The US government's independent inspector on Iraqi reconstruction reported that Iraq's largest industry, the oil sector, has lost $US16 billion in oil export revenue over a 2 year period and insurgent attacks on the country's energy infrastructure have prevented it, in part, from maintaining adequate electricity supplies.
"A number of factors, including attacks, aging and poorly maintained infrastructure and criminal activity are adversely affecting Iraq's ability to develop a viable energy sector," said Inspector General for Iraq Reconstruction Stuart Bowen.
In an unclassified summary Bowen said that these factors are working together to hold down Iraq's oil exports and the availability of electricity.

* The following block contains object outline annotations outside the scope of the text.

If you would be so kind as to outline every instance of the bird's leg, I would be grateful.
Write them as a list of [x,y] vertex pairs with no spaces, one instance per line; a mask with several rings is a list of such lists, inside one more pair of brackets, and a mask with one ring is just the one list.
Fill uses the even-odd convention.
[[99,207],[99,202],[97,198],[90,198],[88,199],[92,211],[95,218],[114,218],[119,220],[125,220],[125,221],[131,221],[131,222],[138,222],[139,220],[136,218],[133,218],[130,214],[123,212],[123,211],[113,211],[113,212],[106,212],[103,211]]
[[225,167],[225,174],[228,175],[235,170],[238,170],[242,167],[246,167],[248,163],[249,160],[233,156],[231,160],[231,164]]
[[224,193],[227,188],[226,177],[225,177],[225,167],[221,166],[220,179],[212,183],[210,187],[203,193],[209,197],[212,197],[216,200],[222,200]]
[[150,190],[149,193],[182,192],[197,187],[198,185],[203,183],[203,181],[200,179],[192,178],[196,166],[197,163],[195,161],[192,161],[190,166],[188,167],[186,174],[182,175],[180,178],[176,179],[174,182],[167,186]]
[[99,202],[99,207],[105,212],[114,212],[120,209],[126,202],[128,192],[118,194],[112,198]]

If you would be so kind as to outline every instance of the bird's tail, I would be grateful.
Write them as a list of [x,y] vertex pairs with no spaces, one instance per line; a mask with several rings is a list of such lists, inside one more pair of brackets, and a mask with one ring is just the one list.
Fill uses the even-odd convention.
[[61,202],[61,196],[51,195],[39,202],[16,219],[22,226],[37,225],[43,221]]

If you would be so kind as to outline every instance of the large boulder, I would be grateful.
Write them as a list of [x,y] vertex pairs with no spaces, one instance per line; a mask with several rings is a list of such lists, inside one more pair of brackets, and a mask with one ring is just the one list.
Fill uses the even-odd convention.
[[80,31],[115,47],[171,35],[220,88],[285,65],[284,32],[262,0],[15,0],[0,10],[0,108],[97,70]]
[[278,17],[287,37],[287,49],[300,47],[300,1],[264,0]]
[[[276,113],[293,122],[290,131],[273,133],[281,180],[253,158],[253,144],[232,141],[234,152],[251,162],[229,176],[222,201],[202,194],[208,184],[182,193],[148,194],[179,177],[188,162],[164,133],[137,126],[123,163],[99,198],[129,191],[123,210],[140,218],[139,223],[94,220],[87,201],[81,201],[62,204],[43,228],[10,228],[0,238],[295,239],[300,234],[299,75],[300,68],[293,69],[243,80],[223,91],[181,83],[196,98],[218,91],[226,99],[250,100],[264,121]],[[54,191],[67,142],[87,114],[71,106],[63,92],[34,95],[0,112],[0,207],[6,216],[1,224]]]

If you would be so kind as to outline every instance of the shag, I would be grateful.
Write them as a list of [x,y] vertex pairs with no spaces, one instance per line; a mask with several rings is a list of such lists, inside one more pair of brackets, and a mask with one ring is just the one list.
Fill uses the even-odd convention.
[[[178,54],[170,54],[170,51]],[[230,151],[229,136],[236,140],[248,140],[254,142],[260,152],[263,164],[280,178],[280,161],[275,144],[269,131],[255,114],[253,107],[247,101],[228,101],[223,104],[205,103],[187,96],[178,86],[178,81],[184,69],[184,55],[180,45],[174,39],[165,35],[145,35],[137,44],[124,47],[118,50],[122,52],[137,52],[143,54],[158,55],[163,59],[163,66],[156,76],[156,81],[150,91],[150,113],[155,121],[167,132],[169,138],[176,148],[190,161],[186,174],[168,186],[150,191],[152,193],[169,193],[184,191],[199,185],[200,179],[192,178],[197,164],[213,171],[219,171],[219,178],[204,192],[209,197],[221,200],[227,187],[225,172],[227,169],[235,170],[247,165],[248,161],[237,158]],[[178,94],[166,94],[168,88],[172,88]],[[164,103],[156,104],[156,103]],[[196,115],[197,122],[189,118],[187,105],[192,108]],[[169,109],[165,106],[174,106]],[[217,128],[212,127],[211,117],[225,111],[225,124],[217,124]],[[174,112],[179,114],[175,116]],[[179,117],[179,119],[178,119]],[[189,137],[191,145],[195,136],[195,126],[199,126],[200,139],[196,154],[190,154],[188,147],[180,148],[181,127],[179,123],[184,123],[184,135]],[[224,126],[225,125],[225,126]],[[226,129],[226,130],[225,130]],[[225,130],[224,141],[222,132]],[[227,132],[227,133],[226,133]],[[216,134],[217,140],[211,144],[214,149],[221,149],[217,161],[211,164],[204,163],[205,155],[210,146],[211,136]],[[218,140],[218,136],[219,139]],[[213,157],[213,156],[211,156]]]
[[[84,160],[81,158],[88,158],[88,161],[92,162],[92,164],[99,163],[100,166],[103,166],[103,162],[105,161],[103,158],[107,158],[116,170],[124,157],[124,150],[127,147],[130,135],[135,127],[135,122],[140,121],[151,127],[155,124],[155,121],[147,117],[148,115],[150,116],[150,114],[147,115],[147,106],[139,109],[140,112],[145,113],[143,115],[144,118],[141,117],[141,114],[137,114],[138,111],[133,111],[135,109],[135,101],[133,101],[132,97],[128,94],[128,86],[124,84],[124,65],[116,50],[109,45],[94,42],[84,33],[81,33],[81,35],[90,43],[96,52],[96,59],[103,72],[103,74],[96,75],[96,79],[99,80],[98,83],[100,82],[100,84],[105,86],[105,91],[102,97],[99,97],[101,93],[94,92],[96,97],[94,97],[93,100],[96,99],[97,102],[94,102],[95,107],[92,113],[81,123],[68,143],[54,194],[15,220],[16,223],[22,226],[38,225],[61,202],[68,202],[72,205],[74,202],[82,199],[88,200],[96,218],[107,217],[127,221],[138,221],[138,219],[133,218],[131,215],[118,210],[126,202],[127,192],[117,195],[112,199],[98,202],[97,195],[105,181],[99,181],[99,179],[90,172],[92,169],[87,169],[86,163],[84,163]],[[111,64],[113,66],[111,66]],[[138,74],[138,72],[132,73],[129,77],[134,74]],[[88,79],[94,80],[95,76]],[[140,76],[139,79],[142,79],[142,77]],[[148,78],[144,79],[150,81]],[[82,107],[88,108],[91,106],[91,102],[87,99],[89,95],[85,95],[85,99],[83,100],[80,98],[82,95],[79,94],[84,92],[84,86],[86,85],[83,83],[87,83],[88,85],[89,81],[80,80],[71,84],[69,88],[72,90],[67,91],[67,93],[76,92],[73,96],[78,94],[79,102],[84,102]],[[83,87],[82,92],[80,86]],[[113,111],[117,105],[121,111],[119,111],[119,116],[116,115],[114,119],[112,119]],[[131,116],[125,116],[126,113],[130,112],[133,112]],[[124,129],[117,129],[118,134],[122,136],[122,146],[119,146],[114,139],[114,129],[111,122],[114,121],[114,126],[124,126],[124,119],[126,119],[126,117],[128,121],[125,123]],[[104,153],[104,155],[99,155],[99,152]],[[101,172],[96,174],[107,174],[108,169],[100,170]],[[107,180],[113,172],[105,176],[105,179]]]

The oil sector in Iraq which was expected to be a big revenue raiser for the rebuilding of Iraq, has been subjected to repeated attacks on its pipelines and oil export facilities.
Iraq is paying billions of dollars to import gasoline and other refined petroleum products for its people, in spite of owning huge oil holdings.
The US has invested about $320 million to help Iraq improve its capability to protect its oil and electricity infrastructure.
Bowen noted that in addition to the initiatives Iraqi leaders are taking to enhance security and performance of the oil and electricity infrastructure, they also need to take "bold action" to protect energy sites in the country.
Iraq's oil production is far below pre-war levels when Iraq pumped between 2.8 million and 3 million bpd. Currently the country's oil exports have been running at almost 1.7 barrels a day.
Iraq needs investments by foreign energy companies in its underdeveloped and undiscovered fields to boost its oil production.
Iraq claims to need up to US$20 billion in investment to reach oil production limits of 6 million bpd.
However, many foreign companies are apprehensive about doing business in Iraq due to the ongoing violence.